Clearly, my standards are rather low, but taken in another way....I am very easy to please. I am eternally grateful for any and all clothes that show up for kids because with 5 of them (and all of them true "farm kids"), clothes go by fast. Miscellaneous wood is another one that is very handy to have people drop off....you just never know when you will need to build a shed or put together a project that may require odd pieces of wood or when people will drop by for an impromptu bon fire.
The worst part is that we start to take on a "pack rat" mentality and have to periodically jettison some of the excess cargo that builds up. The biggest times that we have had to do this, of course, is when moving from place to place. We moved so much for a while that we had it down to a science. "Three moves equals a burn" was a common phrase in our house, and we were pared down to only the necessities. Needless to say, when you move to a farm with excess out buildings, the stuff starts to pile up in a big way. My mother always threatened that, when she moved off their farm, that she was just going to lock the door and light the match. Having recently moved my parents off their farm.....this would have been a good idea.
I really have nothing against products made in China, they make the products that Americans either don't want to make, or American companies don't want to have to pay so much to have made. However, I try to keep my purchases as close to home as I can. It isn't easy, but once in a while you find a company that still produces a product in America. They aren't inexpensive, that much is for sure, but they are paying American workers wages that support the local economy and they are very often socially conscious companies that make the effort to produce a quality product while simultaneously creating jobs. Imagine what our country would be like if these companies were the ones that we shopped at instead of the Wal Marts? America has essentially become the land of the service industry - manufacturing has become a thing of the past for many, which is unfortunate. Not everyone is cut out for service industries and I sometimes wonder what will happen when China decides that it is tired of supplying us with our plastic Happy Meals toys and 50 inch television screens? Will we have any idea how to produce stuff for ourselves? And will anyone be able to afford it? When I can't find an American product, I buy second hand if possible - yes, it probably came from China, but it is sold not once, but twice (or more) by local sales people.

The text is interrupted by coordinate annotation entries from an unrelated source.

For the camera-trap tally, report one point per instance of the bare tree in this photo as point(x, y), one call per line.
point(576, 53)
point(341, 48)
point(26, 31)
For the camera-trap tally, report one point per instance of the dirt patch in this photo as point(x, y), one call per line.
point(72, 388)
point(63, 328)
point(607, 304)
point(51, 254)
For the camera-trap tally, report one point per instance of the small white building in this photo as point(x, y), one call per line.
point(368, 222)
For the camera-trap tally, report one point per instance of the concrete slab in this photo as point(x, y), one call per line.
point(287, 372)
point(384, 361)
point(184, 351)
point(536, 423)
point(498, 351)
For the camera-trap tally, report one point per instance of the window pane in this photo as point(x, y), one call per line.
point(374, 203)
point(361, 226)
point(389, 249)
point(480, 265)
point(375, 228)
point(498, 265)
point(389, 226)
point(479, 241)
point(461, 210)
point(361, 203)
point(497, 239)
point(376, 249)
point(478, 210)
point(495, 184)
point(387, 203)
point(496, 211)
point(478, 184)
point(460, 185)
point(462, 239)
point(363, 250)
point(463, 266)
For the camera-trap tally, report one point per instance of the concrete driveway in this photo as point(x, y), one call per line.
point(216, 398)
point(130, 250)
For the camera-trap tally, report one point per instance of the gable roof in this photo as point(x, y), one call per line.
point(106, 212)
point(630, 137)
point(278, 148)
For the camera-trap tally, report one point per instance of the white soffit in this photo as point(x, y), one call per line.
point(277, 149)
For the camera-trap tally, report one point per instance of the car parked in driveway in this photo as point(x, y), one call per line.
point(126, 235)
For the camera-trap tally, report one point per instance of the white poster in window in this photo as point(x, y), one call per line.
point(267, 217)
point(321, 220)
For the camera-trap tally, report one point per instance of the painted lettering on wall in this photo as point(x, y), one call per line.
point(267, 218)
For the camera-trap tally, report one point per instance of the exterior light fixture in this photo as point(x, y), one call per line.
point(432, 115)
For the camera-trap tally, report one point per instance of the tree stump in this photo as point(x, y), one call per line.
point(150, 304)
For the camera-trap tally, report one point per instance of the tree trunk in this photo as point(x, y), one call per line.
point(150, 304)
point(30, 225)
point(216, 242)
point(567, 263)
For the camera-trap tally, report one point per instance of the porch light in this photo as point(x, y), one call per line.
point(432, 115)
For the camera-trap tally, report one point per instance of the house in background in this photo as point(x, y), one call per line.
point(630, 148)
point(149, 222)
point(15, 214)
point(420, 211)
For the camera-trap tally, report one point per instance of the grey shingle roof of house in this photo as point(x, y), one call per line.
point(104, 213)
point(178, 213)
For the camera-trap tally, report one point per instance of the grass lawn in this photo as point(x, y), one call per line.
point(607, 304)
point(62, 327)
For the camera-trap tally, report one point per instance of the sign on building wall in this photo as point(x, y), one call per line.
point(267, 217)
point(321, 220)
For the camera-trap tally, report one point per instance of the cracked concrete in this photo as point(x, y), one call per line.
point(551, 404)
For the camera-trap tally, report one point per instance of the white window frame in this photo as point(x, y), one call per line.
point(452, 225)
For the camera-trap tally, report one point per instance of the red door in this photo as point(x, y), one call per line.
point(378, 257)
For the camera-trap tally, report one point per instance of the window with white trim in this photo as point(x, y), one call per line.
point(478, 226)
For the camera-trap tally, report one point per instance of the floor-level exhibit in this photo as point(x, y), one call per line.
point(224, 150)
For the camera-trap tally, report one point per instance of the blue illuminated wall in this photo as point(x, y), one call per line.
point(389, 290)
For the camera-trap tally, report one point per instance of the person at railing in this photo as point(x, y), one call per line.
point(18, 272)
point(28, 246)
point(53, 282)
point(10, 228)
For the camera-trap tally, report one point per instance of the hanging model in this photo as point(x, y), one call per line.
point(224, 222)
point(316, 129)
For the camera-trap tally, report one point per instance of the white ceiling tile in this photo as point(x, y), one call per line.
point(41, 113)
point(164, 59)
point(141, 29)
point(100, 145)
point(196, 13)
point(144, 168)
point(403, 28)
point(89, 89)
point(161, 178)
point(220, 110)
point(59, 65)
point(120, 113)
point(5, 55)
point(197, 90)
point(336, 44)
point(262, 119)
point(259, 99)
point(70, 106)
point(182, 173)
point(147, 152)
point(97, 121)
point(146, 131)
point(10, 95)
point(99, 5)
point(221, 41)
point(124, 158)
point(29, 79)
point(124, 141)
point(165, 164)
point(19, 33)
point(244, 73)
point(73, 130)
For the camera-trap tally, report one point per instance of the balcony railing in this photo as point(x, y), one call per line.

Believe it or not, there are times that I think back to the stories that my grandparents told me about the Depression and not having so much stuff, and I am somewhat envious. A time when people were all working together to exist in whatever capacity they could, using what they had on hand, relying on neighbors for help when needed. As much of a struggle as those times were, I never once heard a story from either set of grandparents that was necessarily sad. They were stories of dances and playing cards with friends and sitting on fenders of their cars in the middle of town on Saturday nights talking to each other while all the kids ran around and played kick the can. Crazy stories of jobs that my grandpa did to make ends meet - like moving houses or driving a load of pigs to market when the truck tipped over and all the pigs got out. Now what are our stories? "Went to work, came home, ate something in front of the t.v. and then went to bed." ....talk about the great depression.
I think there is a movement afoot - slow but starting to grow - of people that are starting to realize some of this as well, that sometimes less is more, being creative and ingenuitive gives more a sense of accomplishment than being rich does, and sometimes talking and having dinner with neighbors rather than watching the latest episode on t.v. leads to memories shared. Maybe it is due to "The Great Recession" that we are in right now, in which people just don't have the funds to replace or buy things, but I like to imagine that maybe....just maybe, we are waking up to the idea that want and need really are two different things and sometimes, when the wants can't be had, it allows a little space for something else to come in instead - creativity, interaction, memories made. Maybe that is what my grandmother really meant, "Waste not. Want not."